The administrator, PPB Advisory, will control 44 companies within the group. Hastie's banks have appointed McGrathNicol to manage another 11 Hastie companies, in a bid to secure the banks' interests in the most profitable parts of the business.

McGrathNicol said those 11 companies will continue to trade as usual while they are sold.

Hastie employs 7,000 staff around the world, including 4,000 in Australia and 2,000 in the Middle East.

PBB said in a statement it was suspending Hastie's mechanical, electrical and plumbing businesses in Australia and the Middle East because they had insufficient funds to continue operating.

PBB spokesman Scott Hinton declined to comment on a report in The Sydney Morning Herald newspaper on Monday that Hastie owed an estimated $500 million to a consortium of banks.
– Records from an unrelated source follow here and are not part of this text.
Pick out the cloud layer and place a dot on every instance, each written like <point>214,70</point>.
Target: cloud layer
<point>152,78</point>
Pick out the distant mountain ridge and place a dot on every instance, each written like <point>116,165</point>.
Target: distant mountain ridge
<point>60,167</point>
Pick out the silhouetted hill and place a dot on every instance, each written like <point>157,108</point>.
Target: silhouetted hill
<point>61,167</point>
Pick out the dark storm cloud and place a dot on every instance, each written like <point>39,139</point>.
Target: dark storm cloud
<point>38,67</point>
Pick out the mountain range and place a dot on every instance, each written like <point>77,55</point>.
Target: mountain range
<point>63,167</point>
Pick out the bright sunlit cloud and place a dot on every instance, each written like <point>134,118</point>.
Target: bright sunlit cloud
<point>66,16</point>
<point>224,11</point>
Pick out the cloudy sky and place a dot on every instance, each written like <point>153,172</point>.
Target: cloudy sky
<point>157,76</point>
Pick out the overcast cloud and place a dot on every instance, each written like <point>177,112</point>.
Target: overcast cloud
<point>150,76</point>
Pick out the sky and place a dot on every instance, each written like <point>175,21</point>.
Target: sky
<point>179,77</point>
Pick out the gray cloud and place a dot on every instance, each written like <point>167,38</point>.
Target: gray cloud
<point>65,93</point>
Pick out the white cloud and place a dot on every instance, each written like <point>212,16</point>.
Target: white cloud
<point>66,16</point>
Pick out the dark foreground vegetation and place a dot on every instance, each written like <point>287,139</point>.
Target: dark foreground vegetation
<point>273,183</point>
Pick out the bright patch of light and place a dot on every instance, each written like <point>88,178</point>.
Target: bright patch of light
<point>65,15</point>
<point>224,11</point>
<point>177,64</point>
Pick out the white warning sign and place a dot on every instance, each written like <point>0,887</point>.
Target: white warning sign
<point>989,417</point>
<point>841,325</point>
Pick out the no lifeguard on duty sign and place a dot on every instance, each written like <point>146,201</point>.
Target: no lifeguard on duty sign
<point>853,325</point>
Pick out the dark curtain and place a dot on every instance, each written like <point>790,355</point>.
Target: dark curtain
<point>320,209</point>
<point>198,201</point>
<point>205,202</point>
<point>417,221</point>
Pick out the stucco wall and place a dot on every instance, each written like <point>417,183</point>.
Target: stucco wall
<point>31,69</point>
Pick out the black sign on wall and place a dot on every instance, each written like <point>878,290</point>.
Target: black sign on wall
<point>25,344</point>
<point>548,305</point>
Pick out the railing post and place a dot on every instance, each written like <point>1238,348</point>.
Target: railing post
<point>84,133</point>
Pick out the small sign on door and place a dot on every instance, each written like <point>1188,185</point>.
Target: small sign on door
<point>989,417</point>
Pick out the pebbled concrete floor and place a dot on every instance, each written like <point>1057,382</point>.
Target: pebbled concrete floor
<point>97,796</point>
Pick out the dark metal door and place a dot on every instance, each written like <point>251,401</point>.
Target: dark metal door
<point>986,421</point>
The consortium includes the Commonwealth Bank of Australia, National Australia Bank, Westpac Bank, ANZ Bank, Bank of Scotland, Ulster Bank, HSBC Australia and HSBC Middle East.

Hastie's British and Irish companies were stand-alone businesses and will be sold, PBB said.

"We believe they are businesses with liquidity headroom and will continue to trade as normal under the control of the directors," PBB said.

An administrator had also been appointed to a Hastie company in New Zealand where its businesses were expected to operate as normal, the statement said.

Hastie announced early in May that its earnings for the six months through June would be reduced to zero, following two write-downs in November. It forecast a 150 million Australian dollar ($148 million) loss was expected for the second half of the calendar year.